PHENOMENALITY: *marvelous*
FRYEAN MYTHOS: *adventure*
CAMPBELLIAN FUNCTION: *psychological, sociological*

Though I expressed a low opinion of the Mark Millar source material, KINGSMAN THE SECRET SERVICE is certainly an improvement on the original in terms of pacing and eye-candy.

In the original graphic novel, young punk Eggsy is spirited out of his lower-class environs by his uncle Jack, who gives Eggsy a chance to train with the made-up British superspy agency, Kingsman. In a chance that's neither good nor bad, this time it's Eggsy's father, name of Lee, who's a member of Kingsman, and when Lee meets his death fighting the minions of a supervillain, his friend Harry Hart (Colin Firth) steps in to succor Eggsy (Taron Egerton). Once Eggsy receives all the proper training in using all the requisite super-spy weapons-- which are meant to be even more over-the-top than the most fabulous Bond accoutrements-- Eggsy and Harry join forces to destroy the schemes of Richmond Valentine (Samuel L. Jackson), who is kidnapping the movie-celebrities he loves to protect them from the world-destroying weapon he plans to unleash, all to the end of reducing Earth's rampant population.

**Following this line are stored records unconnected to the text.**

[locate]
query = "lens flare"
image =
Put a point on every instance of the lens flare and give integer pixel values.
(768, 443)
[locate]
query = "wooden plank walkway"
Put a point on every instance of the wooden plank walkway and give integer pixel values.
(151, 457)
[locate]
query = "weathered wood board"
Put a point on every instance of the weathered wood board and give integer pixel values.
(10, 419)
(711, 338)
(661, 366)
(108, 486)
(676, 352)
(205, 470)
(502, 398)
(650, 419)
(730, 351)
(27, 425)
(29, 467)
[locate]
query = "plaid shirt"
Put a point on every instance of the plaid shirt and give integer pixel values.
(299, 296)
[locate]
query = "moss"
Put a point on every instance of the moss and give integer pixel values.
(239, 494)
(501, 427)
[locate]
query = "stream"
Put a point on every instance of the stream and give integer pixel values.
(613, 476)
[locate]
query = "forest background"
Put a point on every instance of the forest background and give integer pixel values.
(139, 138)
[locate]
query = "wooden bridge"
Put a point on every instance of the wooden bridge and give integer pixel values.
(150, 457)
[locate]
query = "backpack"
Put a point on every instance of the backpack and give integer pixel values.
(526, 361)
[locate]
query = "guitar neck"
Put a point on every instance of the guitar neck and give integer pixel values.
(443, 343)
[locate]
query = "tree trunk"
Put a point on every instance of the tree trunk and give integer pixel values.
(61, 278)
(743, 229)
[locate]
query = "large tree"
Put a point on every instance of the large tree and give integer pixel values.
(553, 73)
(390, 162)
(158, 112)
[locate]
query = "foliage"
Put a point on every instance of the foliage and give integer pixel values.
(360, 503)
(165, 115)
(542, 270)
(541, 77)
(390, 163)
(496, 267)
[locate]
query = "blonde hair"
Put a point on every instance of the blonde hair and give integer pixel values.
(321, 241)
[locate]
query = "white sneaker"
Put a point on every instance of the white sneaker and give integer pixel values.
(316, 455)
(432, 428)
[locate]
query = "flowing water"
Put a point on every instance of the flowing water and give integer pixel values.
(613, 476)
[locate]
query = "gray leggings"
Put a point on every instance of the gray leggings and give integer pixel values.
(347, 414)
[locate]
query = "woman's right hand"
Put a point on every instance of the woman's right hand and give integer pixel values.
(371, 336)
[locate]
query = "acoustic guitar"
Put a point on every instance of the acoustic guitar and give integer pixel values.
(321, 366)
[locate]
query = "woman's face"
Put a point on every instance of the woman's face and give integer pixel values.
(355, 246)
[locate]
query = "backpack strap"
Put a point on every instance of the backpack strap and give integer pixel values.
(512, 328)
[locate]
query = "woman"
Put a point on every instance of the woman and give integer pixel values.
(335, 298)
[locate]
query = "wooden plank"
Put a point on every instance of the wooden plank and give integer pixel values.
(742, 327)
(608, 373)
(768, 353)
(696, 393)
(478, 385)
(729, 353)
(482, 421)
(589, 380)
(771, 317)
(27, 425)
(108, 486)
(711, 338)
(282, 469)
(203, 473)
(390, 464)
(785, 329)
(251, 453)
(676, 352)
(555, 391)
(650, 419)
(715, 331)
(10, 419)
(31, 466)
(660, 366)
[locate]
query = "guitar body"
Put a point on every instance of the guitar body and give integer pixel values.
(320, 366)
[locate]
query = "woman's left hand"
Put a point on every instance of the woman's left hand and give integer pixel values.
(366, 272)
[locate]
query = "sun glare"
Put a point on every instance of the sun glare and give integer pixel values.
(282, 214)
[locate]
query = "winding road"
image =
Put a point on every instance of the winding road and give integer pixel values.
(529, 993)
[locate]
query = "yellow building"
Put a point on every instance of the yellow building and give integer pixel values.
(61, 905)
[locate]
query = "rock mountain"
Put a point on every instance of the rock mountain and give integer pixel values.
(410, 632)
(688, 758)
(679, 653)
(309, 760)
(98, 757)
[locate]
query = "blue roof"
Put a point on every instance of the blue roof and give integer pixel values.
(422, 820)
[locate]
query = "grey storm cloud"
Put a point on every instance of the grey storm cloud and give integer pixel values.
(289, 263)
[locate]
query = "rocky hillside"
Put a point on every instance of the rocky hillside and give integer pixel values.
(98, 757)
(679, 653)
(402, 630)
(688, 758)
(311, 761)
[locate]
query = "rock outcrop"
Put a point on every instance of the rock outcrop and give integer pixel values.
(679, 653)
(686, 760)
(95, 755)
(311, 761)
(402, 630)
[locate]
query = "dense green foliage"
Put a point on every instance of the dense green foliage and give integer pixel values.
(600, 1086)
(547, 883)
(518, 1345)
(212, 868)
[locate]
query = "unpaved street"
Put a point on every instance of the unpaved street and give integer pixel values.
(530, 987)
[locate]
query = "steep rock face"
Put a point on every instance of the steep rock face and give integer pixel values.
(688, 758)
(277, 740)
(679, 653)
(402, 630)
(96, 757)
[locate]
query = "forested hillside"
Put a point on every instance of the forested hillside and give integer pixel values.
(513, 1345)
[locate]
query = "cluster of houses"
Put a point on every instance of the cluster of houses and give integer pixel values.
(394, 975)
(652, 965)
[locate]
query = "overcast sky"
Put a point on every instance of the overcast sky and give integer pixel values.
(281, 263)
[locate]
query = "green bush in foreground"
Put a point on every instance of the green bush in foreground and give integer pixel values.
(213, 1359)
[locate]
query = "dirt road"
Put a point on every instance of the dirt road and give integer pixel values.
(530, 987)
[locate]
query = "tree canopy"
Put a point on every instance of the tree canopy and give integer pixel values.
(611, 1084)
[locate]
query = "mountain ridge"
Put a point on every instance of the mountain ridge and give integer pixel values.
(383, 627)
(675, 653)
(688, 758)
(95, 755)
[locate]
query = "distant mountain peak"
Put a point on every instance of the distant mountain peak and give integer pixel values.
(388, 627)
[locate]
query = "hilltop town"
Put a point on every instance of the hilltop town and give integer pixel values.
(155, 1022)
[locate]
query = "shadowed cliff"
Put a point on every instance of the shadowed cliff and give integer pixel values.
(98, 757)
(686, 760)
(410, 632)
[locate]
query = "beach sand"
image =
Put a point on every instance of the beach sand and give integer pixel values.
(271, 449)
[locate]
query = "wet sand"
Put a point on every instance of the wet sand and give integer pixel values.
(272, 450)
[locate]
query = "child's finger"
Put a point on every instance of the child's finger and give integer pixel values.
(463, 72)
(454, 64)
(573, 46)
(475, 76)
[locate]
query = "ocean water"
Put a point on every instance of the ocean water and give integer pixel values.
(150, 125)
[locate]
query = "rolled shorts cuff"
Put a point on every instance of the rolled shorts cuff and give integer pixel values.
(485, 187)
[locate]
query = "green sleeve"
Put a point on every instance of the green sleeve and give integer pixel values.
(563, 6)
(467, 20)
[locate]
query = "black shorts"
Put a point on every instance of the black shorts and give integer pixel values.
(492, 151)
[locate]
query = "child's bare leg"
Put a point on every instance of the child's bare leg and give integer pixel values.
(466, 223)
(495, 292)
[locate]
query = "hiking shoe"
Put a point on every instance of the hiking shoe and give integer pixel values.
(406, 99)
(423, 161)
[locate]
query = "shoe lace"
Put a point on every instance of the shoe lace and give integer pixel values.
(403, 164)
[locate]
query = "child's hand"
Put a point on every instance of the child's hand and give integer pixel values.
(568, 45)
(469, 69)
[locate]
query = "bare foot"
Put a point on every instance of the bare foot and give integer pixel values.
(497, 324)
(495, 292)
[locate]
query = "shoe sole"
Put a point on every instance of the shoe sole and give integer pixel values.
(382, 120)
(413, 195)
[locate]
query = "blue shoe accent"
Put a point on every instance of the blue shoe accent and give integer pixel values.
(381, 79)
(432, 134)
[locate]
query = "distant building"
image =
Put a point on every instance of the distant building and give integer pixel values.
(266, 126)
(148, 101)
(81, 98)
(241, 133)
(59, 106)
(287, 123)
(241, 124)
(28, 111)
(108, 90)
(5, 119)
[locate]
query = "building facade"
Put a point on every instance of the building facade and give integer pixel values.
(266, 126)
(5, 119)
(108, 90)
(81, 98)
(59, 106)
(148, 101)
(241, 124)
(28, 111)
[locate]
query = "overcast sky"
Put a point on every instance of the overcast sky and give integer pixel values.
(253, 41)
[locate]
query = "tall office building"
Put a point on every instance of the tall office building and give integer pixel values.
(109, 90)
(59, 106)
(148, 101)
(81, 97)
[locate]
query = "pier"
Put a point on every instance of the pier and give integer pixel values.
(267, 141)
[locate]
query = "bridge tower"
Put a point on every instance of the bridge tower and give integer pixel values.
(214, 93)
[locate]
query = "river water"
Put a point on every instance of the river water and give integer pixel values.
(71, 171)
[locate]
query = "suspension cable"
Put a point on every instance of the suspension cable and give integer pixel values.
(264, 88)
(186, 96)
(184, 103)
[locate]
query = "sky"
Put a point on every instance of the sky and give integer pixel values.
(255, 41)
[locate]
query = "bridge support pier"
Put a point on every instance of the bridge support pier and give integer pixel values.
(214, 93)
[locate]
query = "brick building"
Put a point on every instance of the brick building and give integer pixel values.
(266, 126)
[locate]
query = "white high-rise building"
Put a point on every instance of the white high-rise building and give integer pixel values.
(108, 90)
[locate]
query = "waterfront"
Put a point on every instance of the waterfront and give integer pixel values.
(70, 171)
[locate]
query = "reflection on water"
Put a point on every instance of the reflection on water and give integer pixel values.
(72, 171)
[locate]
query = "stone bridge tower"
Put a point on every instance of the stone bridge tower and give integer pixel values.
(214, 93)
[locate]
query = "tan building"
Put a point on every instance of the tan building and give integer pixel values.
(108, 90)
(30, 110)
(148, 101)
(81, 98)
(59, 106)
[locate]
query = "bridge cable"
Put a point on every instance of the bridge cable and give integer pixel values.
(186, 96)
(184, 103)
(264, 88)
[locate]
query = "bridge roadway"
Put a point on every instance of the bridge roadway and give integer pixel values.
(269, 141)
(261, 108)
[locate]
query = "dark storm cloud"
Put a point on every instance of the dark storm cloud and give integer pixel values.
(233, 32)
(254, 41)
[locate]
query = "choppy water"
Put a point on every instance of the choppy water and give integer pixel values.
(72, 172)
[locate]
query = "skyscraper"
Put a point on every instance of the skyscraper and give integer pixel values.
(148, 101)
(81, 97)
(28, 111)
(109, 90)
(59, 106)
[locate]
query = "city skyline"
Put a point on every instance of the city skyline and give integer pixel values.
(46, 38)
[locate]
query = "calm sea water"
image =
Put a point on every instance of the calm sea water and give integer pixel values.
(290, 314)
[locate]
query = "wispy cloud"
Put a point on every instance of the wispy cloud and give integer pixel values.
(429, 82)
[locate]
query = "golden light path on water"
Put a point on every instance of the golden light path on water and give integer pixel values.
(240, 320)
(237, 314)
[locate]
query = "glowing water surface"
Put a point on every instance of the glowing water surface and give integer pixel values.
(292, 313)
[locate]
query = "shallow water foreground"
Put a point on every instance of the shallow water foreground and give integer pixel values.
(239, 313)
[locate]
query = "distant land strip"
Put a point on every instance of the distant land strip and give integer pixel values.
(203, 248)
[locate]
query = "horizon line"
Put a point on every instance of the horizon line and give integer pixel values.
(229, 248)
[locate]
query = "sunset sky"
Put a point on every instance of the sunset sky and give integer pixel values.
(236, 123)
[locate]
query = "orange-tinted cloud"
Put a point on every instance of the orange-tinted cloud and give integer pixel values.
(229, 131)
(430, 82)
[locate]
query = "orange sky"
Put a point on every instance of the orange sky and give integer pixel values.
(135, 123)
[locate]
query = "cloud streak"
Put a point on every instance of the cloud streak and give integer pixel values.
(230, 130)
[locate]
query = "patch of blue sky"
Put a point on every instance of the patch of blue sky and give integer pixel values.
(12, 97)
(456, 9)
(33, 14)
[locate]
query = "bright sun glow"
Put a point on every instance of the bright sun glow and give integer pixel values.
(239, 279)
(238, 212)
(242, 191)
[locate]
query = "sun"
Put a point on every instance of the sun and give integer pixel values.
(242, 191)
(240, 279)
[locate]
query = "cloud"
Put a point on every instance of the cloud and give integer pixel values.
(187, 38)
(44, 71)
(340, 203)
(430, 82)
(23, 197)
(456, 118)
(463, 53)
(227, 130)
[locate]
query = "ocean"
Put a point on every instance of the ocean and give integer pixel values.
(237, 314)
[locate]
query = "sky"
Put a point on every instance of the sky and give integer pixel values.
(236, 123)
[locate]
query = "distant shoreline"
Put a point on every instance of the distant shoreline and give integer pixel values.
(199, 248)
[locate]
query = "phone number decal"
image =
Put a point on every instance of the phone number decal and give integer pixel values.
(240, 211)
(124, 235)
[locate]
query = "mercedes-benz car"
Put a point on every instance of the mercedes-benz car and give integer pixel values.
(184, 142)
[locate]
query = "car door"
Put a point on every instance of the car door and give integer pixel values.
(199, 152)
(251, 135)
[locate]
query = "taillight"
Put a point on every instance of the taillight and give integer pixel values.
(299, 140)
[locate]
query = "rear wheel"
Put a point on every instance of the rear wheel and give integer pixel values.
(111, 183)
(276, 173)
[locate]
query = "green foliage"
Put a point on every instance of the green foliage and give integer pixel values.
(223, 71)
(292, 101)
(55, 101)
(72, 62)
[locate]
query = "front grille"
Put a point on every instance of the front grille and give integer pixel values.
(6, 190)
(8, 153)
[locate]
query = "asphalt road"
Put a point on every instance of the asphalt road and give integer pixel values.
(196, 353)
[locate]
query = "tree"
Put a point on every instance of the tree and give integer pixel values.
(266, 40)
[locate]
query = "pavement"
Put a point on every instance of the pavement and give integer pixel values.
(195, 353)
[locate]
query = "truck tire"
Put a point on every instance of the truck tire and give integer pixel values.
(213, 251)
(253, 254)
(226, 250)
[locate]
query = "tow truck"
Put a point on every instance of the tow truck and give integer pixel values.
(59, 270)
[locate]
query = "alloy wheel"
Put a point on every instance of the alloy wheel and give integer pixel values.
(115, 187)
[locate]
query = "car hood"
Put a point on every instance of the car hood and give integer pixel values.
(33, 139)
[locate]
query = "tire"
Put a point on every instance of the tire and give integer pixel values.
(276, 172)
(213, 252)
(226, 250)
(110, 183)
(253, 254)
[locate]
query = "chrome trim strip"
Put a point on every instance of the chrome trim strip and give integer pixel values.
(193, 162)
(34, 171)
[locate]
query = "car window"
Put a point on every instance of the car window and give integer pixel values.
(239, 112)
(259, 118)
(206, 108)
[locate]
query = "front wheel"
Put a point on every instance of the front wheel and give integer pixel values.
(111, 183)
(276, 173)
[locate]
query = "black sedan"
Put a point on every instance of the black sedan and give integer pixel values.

SECRET SERVICE is just as silly and witless as the graphic novel, and the overacting of Jackson does nothing to improve things, though Firth's ability to channel Michael Caine's "Harry Palmer" character is diverting. I enjoyed seeing Sofia Boutella take on the formerly male role of the villain's bionic henchman Gazelle, and that's about it. Both the real Michael Caine and Mark Hamill have supporting roles.

Despite the fact that Harry Hart appears to die very bloodily in SERVICE, Colin Firth plays him again in GOLDEN CIRCLE, and most of the other principals return, as does the writer-director Matthew Vaughan. However, this film is an original script not tied to any graphic novel, and though it's almost as violent as a Millar work, it's not nearly as sloppy and witless.

Though there are also just as many vacuous pop-culture references here, the Vaughan-Jane Goldman script doesn't seem to be about NOTHING BUT pop culture. To make Eggsy's job all the harder, the villain-- drug-dealer Poppy Adams (Julianne Moore)-- assassinates most of the Kingsman organization, leaving Eggsy only with a few minor allies-- one of whom, as I noted above, is the recrudescent Harry Hart. However, the remnants of Kingsman get some help from an American superspy-agencny, "Statesman," whose operatives are given to using lots of cowboy motifs.

The action is better staged this time, and the villain's scheme-- to force the world powers to legalize drugs, so she doesn't have to be a criminal any more-- allows for some witty satire about modern America's ambivalence toward illegal substances. However, just so the script doesn't stray too far from the original template, Poppy does keep her own pet celebrity, Elton John (playing himself), who's good for a few laughs until he improbably starts hurling kung-fu kicks.